What the Frog ($0.99) is all about high energy, which means you’re probably not going to get a long-term commitment out of German indie developer Philipp Stollenmayer’s newest app. It has a neat hook, though: Players place their device flat on a surface and tap their finger next to it to control the character onscreen. That’s it. Even with only one mode, it’s lovable — frogs, washing machines, and all.
What the Frog might star a low-resolution frog named “What," but he’s only one of several characters available to choose from once you start achieving higher scores. Players begin with the hoppy green critter and bounce him around on brightly colored vertical rectangles of different heights. Every well-timed vibration from your finger makes the frog leap higher and faster, especially when maintained at a continuous pace. Consecutive jumps that increase in length and height are key to completing many of the objectives. These are quick-fire goals that are easy to fulfill as long as you can make good time and master the physics, which are easy to learn.

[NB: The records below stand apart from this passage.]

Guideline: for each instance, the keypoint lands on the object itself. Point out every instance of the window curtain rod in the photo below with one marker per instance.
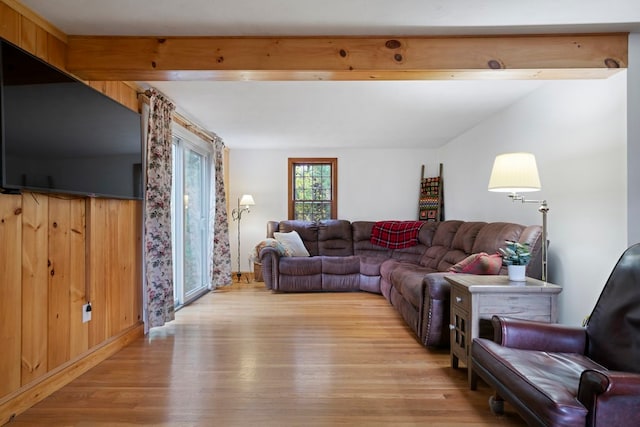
(183, 121)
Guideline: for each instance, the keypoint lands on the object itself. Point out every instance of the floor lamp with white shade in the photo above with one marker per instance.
(246, 200)
(515, 173)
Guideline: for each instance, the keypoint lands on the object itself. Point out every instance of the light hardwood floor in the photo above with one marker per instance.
(244, 356)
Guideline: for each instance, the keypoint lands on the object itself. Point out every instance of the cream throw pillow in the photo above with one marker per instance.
(292, 242)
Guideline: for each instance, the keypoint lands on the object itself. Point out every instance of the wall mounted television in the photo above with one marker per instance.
(61, 136)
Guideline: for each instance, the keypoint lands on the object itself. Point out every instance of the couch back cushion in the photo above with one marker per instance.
(461, 245)
(440, 244)
(493, 235)
(308, 231)
(335, 237)
(361, 231)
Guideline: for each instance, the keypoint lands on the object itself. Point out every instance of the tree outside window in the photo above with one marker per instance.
(313, 188)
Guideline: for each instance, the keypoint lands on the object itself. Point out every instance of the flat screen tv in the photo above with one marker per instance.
(61, 136)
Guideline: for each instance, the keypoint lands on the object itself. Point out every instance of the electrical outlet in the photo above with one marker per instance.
(86, 313)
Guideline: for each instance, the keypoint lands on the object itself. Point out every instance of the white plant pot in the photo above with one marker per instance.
(517, 273)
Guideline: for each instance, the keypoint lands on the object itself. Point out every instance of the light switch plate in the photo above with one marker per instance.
(86, 315)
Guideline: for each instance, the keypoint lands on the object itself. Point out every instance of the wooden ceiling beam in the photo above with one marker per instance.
(555, 56)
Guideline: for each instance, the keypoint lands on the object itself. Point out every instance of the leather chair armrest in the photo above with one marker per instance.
(611, 397)
(531, 335)
(270, 260)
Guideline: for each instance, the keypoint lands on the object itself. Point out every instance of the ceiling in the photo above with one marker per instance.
(326, 114)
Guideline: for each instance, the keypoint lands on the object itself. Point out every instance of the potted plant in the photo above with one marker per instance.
(515, 256)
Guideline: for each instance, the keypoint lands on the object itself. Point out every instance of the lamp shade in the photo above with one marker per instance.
(247, 200)
(514, 173)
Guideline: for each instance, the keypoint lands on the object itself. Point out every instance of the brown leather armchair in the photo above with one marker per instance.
(555, 375)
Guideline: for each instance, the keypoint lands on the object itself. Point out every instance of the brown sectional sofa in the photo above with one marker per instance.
(342, 258)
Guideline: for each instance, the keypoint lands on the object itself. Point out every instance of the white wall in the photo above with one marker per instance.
(375, 184)
(577, 130)
(633, 138)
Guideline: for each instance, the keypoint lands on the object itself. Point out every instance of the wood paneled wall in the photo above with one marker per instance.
(57, 253)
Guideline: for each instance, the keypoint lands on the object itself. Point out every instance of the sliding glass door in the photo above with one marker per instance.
(190, 201)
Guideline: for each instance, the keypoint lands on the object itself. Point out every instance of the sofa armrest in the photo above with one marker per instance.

Tasks appear as text on the top of the screen and float downward as you attempt them. Take too long, and the word “concentrate" will appear and fall, signaling the final seconds before it’s game over. Success is tracked either by numbers out of a total or with written judgements, all of which fluctuates onscreen as you play. In turn, each exercise counts toward a higher score and brings you closer to unlocking other characters.
The objectives are all silly but surprisingly fun, from traveling so many pixels forward or upward to jumping over “hills," breaching large gaps, catching thieves, breaking or hurtling over Ming vases, knocking over bowling pins, and sitting on a couch. Just try pulling that last one off as a margarita pizza that refuses to stop rolling.

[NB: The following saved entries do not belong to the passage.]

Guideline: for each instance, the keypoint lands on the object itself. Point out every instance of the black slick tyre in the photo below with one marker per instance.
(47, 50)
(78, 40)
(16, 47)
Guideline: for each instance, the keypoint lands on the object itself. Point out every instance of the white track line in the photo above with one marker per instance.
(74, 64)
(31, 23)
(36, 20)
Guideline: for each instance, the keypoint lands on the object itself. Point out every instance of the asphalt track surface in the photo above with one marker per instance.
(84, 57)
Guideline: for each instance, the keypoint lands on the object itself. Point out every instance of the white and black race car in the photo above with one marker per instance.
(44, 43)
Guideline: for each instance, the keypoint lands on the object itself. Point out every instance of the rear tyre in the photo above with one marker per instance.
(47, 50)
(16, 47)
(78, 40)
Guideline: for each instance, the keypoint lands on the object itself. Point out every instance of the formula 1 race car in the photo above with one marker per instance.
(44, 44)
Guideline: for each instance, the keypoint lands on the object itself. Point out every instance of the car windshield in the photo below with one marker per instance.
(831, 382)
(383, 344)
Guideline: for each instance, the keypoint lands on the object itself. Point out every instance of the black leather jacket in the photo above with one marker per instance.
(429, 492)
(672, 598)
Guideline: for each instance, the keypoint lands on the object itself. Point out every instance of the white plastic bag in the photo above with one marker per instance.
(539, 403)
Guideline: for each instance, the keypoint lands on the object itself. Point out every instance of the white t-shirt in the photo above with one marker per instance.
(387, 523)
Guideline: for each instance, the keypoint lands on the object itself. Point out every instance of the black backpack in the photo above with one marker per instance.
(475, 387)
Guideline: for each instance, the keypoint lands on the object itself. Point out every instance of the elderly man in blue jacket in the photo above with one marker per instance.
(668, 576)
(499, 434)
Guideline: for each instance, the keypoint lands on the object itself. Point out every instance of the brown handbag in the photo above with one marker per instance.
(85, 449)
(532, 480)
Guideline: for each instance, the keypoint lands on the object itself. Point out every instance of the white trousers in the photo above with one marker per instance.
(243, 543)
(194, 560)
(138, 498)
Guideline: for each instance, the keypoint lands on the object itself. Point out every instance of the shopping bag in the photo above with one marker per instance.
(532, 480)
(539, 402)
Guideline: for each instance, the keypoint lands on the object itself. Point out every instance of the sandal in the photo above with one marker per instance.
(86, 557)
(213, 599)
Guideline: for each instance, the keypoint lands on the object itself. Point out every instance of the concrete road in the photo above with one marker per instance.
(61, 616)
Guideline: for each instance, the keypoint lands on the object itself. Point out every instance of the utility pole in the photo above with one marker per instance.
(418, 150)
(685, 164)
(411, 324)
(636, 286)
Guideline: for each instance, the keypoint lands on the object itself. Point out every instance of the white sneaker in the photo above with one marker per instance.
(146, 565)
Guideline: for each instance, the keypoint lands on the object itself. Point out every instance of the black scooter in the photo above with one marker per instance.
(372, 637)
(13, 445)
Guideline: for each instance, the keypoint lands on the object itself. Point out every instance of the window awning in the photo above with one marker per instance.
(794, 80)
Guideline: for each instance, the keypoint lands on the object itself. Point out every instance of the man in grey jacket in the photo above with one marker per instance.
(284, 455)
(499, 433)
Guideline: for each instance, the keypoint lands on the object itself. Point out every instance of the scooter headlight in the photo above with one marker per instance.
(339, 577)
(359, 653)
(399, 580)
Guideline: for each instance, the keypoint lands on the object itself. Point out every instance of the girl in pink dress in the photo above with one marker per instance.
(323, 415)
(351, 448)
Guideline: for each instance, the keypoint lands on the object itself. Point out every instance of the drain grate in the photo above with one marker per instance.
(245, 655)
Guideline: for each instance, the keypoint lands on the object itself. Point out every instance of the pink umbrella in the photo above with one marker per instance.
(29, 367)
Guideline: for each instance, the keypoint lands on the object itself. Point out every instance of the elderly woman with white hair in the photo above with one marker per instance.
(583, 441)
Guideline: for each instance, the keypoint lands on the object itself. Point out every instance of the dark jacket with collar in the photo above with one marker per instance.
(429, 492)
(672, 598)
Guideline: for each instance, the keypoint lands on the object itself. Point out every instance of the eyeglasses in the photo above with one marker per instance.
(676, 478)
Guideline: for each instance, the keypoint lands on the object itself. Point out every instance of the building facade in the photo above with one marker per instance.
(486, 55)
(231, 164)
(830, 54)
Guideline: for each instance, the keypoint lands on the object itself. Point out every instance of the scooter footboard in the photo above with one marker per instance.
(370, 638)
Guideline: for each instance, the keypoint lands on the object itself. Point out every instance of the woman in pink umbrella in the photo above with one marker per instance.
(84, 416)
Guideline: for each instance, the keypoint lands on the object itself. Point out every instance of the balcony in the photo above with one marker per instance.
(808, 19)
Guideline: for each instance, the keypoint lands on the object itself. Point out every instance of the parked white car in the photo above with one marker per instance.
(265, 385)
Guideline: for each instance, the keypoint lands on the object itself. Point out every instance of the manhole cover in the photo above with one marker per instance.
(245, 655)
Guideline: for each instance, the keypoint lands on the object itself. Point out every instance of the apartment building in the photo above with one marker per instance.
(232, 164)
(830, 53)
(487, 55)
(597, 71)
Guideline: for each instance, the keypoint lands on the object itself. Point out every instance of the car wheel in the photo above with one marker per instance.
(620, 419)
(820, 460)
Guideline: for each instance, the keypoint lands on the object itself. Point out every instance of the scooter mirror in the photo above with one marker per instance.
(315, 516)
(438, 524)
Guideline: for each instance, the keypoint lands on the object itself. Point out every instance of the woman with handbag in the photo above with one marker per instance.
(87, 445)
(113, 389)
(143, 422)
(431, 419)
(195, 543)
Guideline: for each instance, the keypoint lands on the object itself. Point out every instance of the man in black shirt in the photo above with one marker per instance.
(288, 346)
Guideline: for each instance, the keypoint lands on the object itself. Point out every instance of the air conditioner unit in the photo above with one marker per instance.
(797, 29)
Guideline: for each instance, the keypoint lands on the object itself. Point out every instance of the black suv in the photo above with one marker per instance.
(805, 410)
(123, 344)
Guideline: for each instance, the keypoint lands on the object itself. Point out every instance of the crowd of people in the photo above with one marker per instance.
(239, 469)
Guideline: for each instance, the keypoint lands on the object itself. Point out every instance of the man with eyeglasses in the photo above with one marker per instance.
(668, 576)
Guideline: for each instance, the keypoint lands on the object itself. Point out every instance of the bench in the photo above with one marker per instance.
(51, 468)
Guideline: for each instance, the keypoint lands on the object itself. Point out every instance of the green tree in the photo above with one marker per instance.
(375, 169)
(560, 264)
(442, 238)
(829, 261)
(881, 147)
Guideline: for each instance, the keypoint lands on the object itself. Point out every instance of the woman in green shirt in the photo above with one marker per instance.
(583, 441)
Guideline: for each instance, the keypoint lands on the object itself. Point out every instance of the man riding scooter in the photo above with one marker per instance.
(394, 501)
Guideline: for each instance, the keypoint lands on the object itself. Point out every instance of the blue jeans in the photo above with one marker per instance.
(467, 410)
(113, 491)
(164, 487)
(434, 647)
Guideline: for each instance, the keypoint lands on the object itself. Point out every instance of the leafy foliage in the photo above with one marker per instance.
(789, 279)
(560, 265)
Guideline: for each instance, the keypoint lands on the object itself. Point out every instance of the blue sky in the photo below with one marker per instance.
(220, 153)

The geometry is part of the challenge, especially when a lot of tall and short rectangles are stacked together, making the terrain difficult to traverse. It is possible to get stuck in a gap and have to start over, although I only ran into this problem a couple times. The most difficult trial for me was gaining enough distance by traveling backward, which requires some tricky maneuvering for sure.
Even though you can raise or lower the sensitivity, tapping your finger against a flat surface to jump isn’t always as effective as you’d like. I cranked my sensitivity all the way up and still had trouble gaining momentum sometimes. It’s certainly not a mechanic where you need to punch through a table to get it to work, but it could use a little fine-tuning. Otherwise, getting a streak going involves timing taps just right when the character is about to hit ground again.

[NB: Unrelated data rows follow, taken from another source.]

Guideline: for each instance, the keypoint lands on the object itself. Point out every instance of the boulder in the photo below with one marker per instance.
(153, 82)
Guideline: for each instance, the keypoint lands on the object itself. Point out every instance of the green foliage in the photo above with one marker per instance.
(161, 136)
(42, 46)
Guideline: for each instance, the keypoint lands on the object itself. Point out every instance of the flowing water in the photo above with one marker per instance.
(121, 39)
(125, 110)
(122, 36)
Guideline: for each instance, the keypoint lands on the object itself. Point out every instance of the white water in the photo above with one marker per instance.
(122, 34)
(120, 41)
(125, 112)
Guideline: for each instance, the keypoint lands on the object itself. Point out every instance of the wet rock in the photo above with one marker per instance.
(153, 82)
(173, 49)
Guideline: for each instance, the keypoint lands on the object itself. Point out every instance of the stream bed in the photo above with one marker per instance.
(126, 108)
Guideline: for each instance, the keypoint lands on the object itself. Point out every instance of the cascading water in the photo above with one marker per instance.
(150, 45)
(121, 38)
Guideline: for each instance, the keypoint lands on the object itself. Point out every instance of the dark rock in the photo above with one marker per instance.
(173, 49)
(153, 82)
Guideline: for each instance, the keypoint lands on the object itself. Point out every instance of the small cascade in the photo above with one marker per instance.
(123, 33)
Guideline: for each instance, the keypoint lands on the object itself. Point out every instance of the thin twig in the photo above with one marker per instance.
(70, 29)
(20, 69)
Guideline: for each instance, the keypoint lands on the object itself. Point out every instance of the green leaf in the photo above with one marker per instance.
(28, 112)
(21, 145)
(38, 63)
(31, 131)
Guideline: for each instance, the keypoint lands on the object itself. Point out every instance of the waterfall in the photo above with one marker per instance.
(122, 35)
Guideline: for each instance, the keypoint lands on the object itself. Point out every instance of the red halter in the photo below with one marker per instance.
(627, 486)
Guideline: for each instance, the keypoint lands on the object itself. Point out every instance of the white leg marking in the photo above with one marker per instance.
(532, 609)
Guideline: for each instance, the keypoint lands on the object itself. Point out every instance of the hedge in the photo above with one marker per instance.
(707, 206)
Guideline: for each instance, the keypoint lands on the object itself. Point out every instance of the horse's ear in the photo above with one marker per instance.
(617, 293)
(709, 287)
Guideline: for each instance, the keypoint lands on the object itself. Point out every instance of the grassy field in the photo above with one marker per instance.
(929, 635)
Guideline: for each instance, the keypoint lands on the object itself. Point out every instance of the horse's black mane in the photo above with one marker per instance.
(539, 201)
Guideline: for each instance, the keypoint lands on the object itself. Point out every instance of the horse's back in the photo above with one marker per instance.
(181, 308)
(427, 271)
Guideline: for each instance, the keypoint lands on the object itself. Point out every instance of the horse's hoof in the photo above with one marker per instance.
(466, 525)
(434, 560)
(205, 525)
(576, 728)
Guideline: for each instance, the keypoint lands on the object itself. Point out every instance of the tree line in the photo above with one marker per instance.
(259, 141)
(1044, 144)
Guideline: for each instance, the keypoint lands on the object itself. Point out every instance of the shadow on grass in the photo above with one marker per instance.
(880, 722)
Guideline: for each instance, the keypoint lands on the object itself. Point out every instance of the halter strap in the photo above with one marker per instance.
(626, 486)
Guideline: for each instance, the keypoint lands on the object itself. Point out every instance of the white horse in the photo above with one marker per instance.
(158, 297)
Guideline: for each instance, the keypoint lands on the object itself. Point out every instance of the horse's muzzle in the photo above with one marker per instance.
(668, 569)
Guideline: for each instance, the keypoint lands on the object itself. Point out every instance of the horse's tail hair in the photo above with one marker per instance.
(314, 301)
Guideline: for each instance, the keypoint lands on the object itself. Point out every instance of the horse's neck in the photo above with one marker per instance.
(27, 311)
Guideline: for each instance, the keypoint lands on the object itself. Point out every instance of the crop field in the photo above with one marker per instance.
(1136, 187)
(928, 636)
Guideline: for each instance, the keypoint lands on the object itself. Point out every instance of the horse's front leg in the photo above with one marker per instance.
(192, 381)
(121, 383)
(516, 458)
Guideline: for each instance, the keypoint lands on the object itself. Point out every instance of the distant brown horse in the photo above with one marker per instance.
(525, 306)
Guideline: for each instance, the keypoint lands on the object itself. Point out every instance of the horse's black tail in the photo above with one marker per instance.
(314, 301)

But What the Frog is enjoyable, and it’s funny, too. My favorite task is “listen to the guy," where you come to a stop as close to a rectangular person as possible to hear him spout lines like “I hate karate" and “Are you Asian?" Ridiculous.
As for characters, I found the frog the most versatile even if he is the first one you acquire. He’s springy and a good shape to roll with, and he changes colors as you progress and do better. Every character — like the bicycle and front-loading washing machine — has its own advantages and disadvantages, and some are better equipped to handle certain challenges than others. Experimentation is how you’ll learn.
Another fun touch is the autopilot bonus. Basically, if you jump high enough to smack into a bird (think the simple, wavy-line kind you learned to draw when you were 5-years-old), you get maybe 10 seconds to sit back and watch the game play itself. It guarantees you’ll survive for a little longer, which may be exactly what you need to reach that next high score and free up another character.
One of the App Store screenshots says a touch mode is included, but I had no idea how to activate it while playing, if it’s even available yet. Tapping the screen only pauses the action, allowing you to switch characters, restart, or visit the Game Center.
What the Frog is goofy, but it’s a fun concept whose gimmick succeeds more than it fails. The sense of progress while playing is measurable, and the five achievements offer just enough to support the length of the experience. I urge anyone in the forums who passed it over to give it a try. A dollar gets you everything, and there are no in-app purchases or ads to contend with.